"No, I am not."

"And you've nothing else to say to me?"

"Nothing,—except my hopes for your happiness. What else can I say? You are engaged to marry my friend Cradell, and I think it will be a happy match."

She turned away her face further from him, and the look of it became even more sullen. Could it be possible that at such a moment she still had a hope that he might come back to her?

"Good-by, Amelia," he said, putting out his hand to her.

"And this is to be the last of you in this house!"

"Well, I don't know about that. I'll come and call upon you, if you'll let me, when you're married."

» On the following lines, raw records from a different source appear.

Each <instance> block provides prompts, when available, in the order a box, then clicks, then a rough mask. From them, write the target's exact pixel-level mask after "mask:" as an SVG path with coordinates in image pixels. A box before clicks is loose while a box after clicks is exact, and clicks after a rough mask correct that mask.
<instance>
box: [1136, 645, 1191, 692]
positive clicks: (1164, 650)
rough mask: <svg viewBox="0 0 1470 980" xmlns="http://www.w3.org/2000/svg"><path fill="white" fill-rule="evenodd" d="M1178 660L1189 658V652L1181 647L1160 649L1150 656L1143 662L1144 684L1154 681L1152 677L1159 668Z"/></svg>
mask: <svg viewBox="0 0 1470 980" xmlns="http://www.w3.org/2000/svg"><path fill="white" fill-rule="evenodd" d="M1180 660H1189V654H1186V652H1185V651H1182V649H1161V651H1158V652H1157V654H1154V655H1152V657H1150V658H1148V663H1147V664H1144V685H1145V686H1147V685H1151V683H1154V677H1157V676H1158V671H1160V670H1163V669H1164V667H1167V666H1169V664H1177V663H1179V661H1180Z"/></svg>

"Yes," she said, "that there may be rows in the house, and noise, and jealousy,—as there have been with that wicked woman upstairs. Not if I know it, you won't! John Eames, I wish I'd never seen you. I wish we might have both fallen dead when we first met. I didn't think ever to have cared for a man as I have cared for you. It's all trash and nonsense and foolery; I know that. It's all very well for young ladies as can sit in drawing-rooms all their lives, but when a woman has her way to make in the world it's all foolery. And such a hard way too to make as mine is!"

"But it won't be hard now."

"Won't it? But I think it will. I wish you would try it. Not that I'm going to complain. I never minded work, and as for company, I can put up with anybody. The world's not to be all dancing and fiddling for the likes of me. I know that well enough. But—" and then she paused.